First, thank you all for this fantastic forum; I learn so much here!

I ran a Simulation-Based calibration (SBC) in the context of a Hierarchical Generalized Linear Model, and I realized that each run of the SBC is much faster than the actual model fitting.
I was wondering if I could interpret this finding as an “incorrect” model on my variate y since, in the end, it is the only difference between SBC, which fits y_generated, and the actual fitting process, which uses y observed.

Thank you all!
Mattia

1 Like

Assuming that the distribution and sample sizes of the data across covariates are identical in the SBC and in your real dataset, and assuming this difference in speed is consistent both across repeated runs of the full model and across all of a reasonably large number of SBC runs, this seems likely. The intuition here is that if the wall time is a reliable-ish function of the simulated data, then this is essentially a posterior predictive check. To make it even more like a posterior predictive check, you could draw the parameter values in SBC not from the prior, but rather from the posterior.
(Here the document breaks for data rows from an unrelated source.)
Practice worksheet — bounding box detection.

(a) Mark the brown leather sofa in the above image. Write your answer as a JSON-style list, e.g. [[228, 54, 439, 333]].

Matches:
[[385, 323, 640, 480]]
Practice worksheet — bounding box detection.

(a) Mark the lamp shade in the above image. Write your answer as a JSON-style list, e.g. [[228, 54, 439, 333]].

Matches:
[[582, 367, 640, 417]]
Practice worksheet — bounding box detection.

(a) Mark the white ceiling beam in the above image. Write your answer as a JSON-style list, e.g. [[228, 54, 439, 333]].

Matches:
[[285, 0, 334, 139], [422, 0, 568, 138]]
As with posterior predictive checks, to feel confident of misspecification you would want to see that your wall time is atypical compared to a large majority of the wall-times on the simulated datasets. If it’s slower than 90% but similar to 10%, that wouldn’t be particularly strong evidence for misspecification.
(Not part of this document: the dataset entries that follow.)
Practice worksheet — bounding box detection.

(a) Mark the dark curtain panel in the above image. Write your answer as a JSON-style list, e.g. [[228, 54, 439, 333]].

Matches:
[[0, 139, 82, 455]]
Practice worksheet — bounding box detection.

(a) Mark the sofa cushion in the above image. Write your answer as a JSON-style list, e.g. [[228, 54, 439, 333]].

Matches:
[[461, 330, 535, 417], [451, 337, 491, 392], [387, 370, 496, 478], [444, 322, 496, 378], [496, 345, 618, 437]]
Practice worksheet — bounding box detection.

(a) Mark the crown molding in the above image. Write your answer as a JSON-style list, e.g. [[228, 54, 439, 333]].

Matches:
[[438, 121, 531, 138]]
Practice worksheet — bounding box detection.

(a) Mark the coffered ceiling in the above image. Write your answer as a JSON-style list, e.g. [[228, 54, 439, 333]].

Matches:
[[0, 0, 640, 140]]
With all of that said, formal posterior predictive checking with judiciously chosen discrepancy functions will almost surely give you better, deeper, and more precise insight into whether and how your model is misspecified. I wouldn’t rely on wall time from fitting as a particularly reliable or useful discrepancy function, since it’s noisy (it’s a nondeterministic function of yrep) and tells you almost nothing about the nature or manifestation of a problem even if it identifies that a problem exists, not to mention that it’s extremely expensive to compute! A good discrepancy function should suggest a modification to the model to reduce the identified misspecification.

5 Likes

Thank you Jacob!